Results Twenty-nine men had 39 bone biopsies. Seventy-seven percent of bone biopsies had at least one positive biopsy core. We determined that lesion size and distance from the skin to the lesion edge correlated with tumor yield on biopsy (median PPC 75% versus 42% for lesions >8.8 cm versus ≤8.8 cm, respectively, P=0.05; median PPC 33% versus 71% for distance ≥6.1 versus <6.1 cm, respectively, P=0.02). There was a trend towards increased tumor yield in patients with increased uptake on radionuclide bone scan, higher calcium levels and shorter duration of osteoclast-targeting therapy, although this was not statistically significant. Ten men had 14 soft tissue biopsies. All soft tissue biopsies had at least one positive biopsy core.
Conclusions This exploratory analysis suggests that there are imaging, procedural and clinical variables that have an impact on image-guided bone biopsy yield. In order to maximize harvest of prostate cancer tissue, we have incorporated a prospective analysis of the metrics described here as part of a multi-institutional project aiming to use the molecular characterization of mCRPC tumors to direct individual therapy.
Introduction
Prostate cancer is a heterogeneous disease with marked variability in patient outcomes. Although curative treatments are available, over 29 000 men per year die from prostate cancer. To identify drivers of resistance and novel therapeutic targets, a better understanding of the genomic landscape of metastatic castration-resistant prostate cancer (mCRPC) is essential. Over the past decade, new laboratory techniques have accelerated the molecular characterization of prostate cancer. Currently, underway is a large multi-institutional project entitled 'Precision Therapy in Advanced Prostate Cancer' funded by Stand Up To Cancer (SU2C) that uses next-generation sequencing technologies for the molecular characterization of mCRPC tumors isolated from metastasis biopsies.
A key initial step in the molecular characterization of mCRPC involves isolation of high-quality nucleic acid from prostate cancer cells. However, acquiring sufficient tumor tissue for molecular characterization often represents a challenge because of the paucity of soft tissue metastases. In addition, prostate cancer metastases to bone frequently cause a dense sclerotic reaction and biopsies are technically challenging and associated with low yield, leading to insufficient tumor tissue for sequencing analysis.
Strategies to improve tumor yield on bone biopsy in mCRPC have been limited.
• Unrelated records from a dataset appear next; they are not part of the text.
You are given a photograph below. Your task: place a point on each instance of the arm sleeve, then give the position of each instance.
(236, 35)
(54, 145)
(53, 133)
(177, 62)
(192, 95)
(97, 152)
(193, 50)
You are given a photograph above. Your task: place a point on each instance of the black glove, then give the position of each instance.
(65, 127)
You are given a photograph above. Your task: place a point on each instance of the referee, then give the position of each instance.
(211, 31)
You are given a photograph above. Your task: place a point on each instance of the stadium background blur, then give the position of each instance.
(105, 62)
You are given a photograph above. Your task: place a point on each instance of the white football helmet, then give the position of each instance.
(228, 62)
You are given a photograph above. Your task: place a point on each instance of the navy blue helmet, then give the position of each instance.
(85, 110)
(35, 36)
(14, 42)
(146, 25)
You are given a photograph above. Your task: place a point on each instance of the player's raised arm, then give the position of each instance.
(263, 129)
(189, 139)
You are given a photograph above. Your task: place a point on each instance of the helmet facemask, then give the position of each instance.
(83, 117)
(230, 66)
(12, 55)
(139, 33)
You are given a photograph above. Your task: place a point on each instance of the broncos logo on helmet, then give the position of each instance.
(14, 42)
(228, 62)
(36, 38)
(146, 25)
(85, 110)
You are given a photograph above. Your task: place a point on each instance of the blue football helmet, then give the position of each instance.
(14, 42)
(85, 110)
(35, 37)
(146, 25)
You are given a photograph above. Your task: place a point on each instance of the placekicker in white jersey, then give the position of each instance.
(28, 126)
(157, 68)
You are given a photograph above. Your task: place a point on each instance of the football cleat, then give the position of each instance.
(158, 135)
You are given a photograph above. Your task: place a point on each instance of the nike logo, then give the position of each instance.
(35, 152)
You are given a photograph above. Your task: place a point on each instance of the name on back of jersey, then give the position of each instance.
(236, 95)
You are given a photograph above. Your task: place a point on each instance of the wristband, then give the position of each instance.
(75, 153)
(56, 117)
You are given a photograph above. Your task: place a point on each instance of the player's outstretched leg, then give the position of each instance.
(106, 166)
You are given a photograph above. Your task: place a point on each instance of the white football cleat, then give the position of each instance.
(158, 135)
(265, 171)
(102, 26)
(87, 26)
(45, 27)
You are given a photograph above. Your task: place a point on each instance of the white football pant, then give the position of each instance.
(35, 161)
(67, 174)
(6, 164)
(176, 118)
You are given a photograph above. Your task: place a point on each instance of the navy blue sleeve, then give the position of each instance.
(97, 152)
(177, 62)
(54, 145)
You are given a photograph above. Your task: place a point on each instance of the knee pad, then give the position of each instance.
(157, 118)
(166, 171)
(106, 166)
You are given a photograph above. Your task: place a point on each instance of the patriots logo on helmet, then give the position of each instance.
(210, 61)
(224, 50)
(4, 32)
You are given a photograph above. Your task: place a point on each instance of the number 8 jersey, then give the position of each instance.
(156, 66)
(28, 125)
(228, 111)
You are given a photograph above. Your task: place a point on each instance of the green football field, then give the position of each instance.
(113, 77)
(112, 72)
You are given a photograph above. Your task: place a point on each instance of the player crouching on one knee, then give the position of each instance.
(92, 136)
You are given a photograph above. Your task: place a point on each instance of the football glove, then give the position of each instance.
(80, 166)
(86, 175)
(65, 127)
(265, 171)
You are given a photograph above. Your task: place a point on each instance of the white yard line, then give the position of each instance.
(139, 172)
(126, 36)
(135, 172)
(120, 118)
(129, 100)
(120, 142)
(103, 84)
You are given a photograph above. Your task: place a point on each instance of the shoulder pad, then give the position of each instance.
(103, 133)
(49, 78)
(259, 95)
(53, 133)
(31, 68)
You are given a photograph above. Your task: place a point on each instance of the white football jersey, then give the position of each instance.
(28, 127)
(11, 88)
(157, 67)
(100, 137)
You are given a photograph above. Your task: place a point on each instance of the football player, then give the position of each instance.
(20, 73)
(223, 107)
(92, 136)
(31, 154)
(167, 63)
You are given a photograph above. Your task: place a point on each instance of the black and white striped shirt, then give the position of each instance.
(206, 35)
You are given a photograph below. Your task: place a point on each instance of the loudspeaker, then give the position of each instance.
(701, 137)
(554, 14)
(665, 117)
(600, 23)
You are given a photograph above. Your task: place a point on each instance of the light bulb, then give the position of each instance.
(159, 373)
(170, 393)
The largest study comes from a 26-center trial of 184 men with mCRPC that demonstrated that 25.5% of non-image-guided bone marrow biopsies were positive for tumor by histology. Another study of 31 men with mCRPC undergoing 54 image-guided biopsies showed that 67% of samples were positive by histology.
Collecting tissue samples necessitates the development of practical methods to optimize tumor acquisition, a process that involves collaboration between radiologists, pathologists and investigators. Given limited studies delineating strategies to maximize tumor yield on bone biopsy, we embarked on this exploratory analysis to better inform tissue collection as part of the large multi-institutional project described above. In this pilot study, we evaluate variables associated with tumor yield on image-guided bone biopsy in mCRPC.